By accepting these conditions, Great Britain essentially acknowledged the end of the British Empire.
Is it possible that China could “pull the chair” on the US in this game? Consider:
It is estimated that by the year 2030 China’s economy will be larger than that of the United States. Here is a visual presentation (from 2007, which makes the analysis even more poignant) of the direction of the American economy: http://perotcharts.com/challenges/
The last 4 charts of this presentation are stunning. They show clearly that the U. S. may be about to pass the “tipping point:”
A tipping point can be applied to a process in which, beyond a certain point, the rate at which a process continues will increase dramatically. The budget of the United States has reached a tipping point. A recent event could have, in fact, marked that point in time. The first Baby Boomer — born January 1, 1946 — has applied for early retirement at age 62 and has just received her first Social Security check. On the chart, an upturn in the Medicare growth rate can be detected in 2011 when the first Baby Boomers reach age 65. Thereafter the number of retirees continues to increase while the number of workers per retiree continues to decrease.
With America’s continuing Greater Recession (not reflected in the presentation of course), that “tipping point” with China could occur a lot sooner.
In order to meet this challenge, at least five general solutions have been proposed by various “experts”:
- Reduce benefits.

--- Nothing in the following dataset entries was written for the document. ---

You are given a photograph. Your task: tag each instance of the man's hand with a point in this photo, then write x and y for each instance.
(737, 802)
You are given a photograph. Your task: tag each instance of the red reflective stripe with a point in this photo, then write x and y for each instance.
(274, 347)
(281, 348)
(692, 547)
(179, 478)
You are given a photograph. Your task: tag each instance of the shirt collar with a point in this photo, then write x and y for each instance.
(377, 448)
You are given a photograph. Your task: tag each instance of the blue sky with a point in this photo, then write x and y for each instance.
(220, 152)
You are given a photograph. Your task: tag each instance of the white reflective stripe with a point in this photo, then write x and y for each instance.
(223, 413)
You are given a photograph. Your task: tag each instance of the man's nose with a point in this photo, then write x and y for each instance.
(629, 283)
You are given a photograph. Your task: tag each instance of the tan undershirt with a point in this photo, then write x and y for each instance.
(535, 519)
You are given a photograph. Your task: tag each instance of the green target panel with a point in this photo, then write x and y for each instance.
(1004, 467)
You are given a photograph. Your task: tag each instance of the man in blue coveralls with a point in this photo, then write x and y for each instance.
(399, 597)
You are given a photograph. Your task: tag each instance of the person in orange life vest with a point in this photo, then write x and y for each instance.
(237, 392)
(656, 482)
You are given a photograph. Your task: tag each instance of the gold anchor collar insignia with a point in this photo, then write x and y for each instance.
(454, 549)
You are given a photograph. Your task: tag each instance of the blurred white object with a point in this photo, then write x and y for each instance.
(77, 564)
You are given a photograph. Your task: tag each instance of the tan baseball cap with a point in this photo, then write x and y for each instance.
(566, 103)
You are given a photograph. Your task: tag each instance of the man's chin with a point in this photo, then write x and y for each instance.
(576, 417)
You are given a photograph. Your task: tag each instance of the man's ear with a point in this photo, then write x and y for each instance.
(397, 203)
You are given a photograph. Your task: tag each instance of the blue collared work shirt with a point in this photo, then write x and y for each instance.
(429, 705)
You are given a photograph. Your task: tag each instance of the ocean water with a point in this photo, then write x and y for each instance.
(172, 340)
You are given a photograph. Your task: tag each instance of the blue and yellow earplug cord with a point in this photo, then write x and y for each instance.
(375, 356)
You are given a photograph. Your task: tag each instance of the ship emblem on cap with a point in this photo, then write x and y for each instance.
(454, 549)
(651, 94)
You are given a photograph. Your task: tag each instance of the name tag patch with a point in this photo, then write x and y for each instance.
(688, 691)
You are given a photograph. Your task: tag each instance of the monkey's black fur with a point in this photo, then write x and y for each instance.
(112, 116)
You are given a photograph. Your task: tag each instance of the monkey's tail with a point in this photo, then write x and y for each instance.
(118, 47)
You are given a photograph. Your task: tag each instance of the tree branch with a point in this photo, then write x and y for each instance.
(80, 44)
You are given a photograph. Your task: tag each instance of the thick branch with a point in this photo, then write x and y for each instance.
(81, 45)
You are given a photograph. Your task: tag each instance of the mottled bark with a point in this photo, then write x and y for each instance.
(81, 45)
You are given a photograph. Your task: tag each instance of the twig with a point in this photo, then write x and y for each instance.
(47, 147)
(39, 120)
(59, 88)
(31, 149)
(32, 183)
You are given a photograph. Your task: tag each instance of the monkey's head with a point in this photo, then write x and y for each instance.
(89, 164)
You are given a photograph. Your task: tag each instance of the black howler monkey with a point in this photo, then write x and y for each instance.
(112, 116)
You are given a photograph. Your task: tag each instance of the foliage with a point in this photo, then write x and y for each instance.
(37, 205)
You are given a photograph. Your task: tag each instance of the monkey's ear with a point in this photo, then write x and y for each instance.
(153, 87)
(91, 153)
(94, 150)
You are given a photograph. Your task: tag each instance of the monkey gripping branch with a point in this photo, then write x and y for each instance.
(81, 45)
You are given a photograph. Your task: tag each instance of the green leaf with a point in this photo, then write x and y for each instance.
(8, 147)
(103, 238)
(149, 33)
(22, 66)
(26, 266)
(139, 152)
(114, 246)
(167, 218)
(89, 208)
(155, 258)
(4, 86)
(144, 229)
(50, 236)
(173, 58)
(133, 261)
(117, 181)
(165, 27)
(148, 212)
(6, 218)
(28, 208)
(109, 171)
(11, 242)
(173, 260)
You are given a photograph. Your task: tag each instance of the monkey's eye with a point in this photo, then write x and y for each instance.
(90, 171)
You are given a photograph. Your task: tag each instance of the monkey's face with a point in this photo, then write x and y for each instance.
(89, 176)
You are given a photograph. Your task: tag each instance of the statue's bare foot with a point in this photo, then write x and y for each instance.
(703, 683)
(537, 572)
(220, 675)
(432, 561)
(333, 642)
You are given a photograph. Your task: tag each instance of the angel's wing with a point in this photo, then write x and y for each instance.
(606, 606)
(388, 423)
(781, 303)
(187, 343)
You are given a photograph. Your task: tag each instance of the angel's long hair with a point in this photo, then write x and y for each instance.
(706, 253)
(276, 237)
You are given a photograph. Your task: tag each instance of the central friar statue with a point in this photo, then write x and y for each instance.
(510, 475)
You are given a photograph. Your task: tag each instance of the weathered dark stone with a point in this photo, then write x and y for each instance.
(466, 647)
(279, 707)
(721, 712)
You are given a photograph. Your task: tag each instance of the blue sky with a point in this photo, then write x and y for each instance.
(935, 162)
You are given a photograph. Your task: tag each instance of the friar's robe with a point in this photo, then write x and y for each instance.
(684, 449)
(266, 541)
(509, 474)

Allow this to happen salami-slice by salami-slice in order to reduce the pain.
- Raise taxes. The tax cuts passed under the Bush administration will expire in 2010 under the Obama administration, resulting in an increase in taxes without any legislation required. Further additional taxes are proposed, to “reduce” the deficit.
- Borrow more. Musical chairs (see above).
- Cut spending. Being Keynesians, the economists advising the Obama administration are recommending the opposite.
- Enhance growth. If the limitations placed on government by the Constitution (and sworn to be upheld by each member of Congress) were followed, the free enterprise system (the greatest engine of economic growth the world has ever seen) would be unleashed.
With the growing awareness of these problems by the citizens, and the resulting pressure on their elected representatives to follow the Constitution, there is an increasing opportunity to slow down and then reverse the slide into slavery, and to do it “before the music stops.”